FRIDAY MAY 21, 2021
1:00 PM (EDT) 

Raymond Montpetit

Professor emeritus, Université du Québec à Montréal (UQAM)

Exhibiting the Elsewhere and Being There: Topo-analogical Museum Apparatuses and their Occupants (in French)

 
Thomas Rowlandson, Mr. Bullock’s Exhibition of Laplanders (1822)
Credit: Rosenwald Collection, National Gallery of Art, Washington

This intervention proposes to see how history and ethnology museums have evolved to exhibit not only a series of conserved artefacts, but also sets of objects displayed in such a way as to create an image and spatially configure a place that reproduces an inhabited place of the outdoor world. I will take up the question of the presence or absence of human figures in topo-analogical museum designs, such as period rooms and dioramas. These apparatuses, which were first used in popular entertainment venues (wax museums and world’s fairs), became standard in various types of museums in the first decades of the 20th century and effectively act as a call for personification aimed at peopling the sites, making the absent present and making history come alive (“life group,” “living history”). My presentation examines this museographical turn and the visual culture factors that inspired this development and identifies several modes of human (re)presentation in history exhibitions.

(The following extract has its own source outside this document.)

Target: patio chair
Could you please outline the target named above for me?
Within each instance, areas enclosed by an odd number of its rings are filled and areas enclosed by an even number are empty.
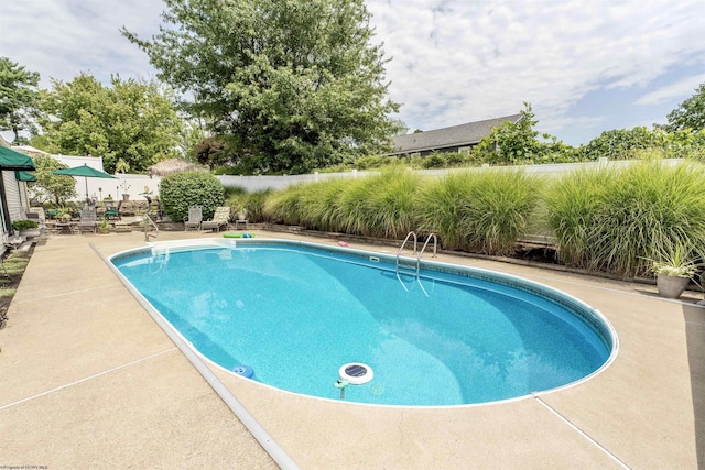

Museologist, art and culture historian, professor emeritus (2014) in the Art History department at UQAM, Raymond Montpetit was, from 1986 to 1987, the founding director of the Museology MA program at UQAM, which he directed from 1993 to 1999. For over forty years, he has worked on carrying out museum projects (Centre d’histoire de Montréal, Pointe-à-Callière, Pulperie de Chicoutimi) and exhibitions (among which Mémoires, presented for more than 15 years from 1988 at Musée de la civilisation, and Je me souviens. Quand l’art imagine l’histoire, also presented for more than 15 years, from 2002 at Musée national des beaux-arts du Québec). He has carried out several museum-related studies and evaluations and collaborated in the defining of heritage policies. His publications focus on the history and theory of museums and exhibitions. In 2009, he received the prestigious “Prix carrière” from the Société des musées du Québec (SMQ) and in 2016, ICOM Canada’s International Achievement Award in 2016 for his “outstanding role in promoting and putting Canadian museums on the world stage.”